Soothsaying is a profitable venture if you can convince enough people that your fortune-telling skills are real. Nostradamus is probably the most famous example of someone predicting the future although, in this instance, it seems to be a case of reaching for a conclusion rather than the French seer actually getting things right. If you read his prophecies, you’ll soon realize that everything is so vague that you can glean almost anything you like for them. For example, he once wrote about “two steel birds” and fire in a big city which was interpreted as prediction about 9/11.
Mother Shipton is another example of someone gaining fame for predictions she didn’t really make. The inaccuracies of these seers are overlooked. For instance, Shipton claimed the world would end in 1881 while Nostradamus also claimed the world would end at different times according to how you read his work. Incidentally, some conspiracy theorists believe the Bible has foretold the end of the world in 2018.
In any case, there have been some bizarre occasions where ordinary people subconsciously predicted terrible things. These forewarnings came in different forms: Dreams, Visions, and Literature for example. In this article, I look at ten occasions when a premonition came true, and disaster followed.
1 – Eryl Mai Jones Dreamed About the Aberfan Mining Disaster
On October 21, 1966, the Welsh village of Aberfan was devastated when a National Coal Board (NCB) colliery spoil tip slid down the mountain and killed 144 people in the village, 116 of them were children. The tip that ruined the village was the latest one and had only begun in 1958. By 1966, it was over 100 feet high, and it was partly based on the ground from where the local water springs emerged, an act that was against NCB procedures. A build-up of water in the tip caused it to slide downhill as slurry.
Eryl Mai Jones was one of the victims at Aberfan, and on the night of October 19, she had a terrible dream. The 10-year old told her mother that in her dream, she had gone to school only to discover that it was gone because something black was covering it. It was the latest in a week’s worth of unusual behavior from Eryl. In the days leading up to the disaster, she told her mother that she wasn’t afraid to die because she would be “with Peter and June.” Those were the names of two former schoolmates who had died young.
Tragically, Eryl was proven correct but her life and the lives of 143 others could have been saved if the NCB had paid attention to the complaints about the spoil tip that caused the disaster. In 1963, Eryl’s school, Pantglas, sent a petition to the NCB which complained about the danger of the tip. Although every mining community had tips, this particular one was a problem because it lay on porous sandstone with streams and underwater springs. It had slipped in 1965, but no one was hurt. The NCB didn’t want to investigate the problem and basically suggested that if the town made a fuss, the mine would be closed and that would be an economic catastrophe.

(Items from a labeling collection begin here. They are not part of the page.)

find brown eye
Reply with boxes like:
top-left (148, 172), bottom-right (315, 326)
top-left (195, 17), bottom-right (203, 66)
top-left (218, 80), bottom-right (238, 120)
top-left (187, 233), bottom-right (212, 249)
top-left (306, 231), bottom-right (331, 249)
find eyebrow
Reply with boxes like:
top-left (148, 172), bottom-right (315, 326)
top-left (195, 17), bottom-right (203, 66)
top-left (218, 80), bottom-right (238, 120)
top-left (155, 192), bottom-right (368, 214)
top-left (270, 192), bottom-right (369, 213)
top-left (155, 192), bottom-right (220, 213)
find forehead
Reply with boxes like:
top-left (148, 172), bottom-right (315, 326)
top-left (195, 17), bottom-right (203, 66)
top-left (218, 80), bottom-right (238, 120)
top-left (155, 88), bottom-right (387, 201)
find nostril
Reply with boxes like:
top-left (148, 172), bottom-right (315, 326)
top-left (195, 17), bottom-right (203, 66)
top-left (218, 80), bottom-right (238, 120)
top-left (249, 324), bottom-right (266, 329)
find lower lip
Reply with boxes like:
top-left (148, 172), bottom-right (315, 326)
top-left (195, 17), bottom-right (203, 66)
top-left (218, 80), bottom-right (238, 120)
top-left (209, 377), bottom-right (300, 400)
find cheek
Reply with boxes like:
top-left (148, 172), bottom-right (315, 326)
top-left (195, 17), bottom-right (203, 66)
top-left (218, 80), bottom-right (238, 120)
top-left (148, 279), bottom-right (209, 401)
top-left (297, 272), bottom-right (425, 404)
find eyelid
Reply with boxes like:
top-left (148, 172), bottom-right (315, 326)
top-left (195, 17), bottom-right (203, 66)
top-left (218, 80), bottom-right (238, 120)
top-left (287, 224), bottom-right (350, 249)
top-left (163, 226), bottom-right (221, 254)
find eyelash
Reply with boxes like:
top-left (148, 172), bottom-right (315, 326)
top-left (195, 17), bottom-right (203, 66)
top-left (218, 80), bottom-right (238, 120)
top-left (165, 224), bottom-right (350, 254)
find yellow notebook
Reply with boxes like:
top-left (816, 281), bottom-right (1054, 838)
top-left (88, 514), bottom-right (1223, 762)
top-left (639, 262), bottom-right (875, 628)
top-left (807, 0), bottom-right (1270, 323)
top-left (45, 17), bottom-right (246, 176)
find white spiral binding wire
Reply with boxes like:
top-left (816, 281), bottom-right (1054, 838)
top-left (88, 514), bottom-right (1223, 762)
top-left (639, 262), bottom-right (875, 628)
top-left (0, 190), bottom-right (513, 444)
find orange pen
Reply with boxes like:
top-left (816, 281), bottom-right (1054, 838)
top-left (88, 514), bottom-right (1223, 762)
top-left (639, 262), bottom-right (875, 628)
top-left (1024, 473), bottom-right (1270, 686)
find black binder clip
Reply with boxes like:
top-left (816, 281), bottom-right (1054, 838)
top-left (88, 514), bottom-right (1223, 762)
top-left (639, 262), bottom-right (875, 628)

The tip supposedly sank 20 feet by 7:30 am on a fateful morning and had the tip slid at this point, the number of deaths would have been significantly reduced because the children were not yet at school. Sadly, it slid at 9:15 am and hit Pantglas Junior School where it killed 114 people inside, 109 of whom were children. The mudslide also damaged the secondary school while 18 houses were destroyed in the vicinity. While no one could expect a mother to listen to the fanciful tales of a child, why didn’t the NCB do something about the tip?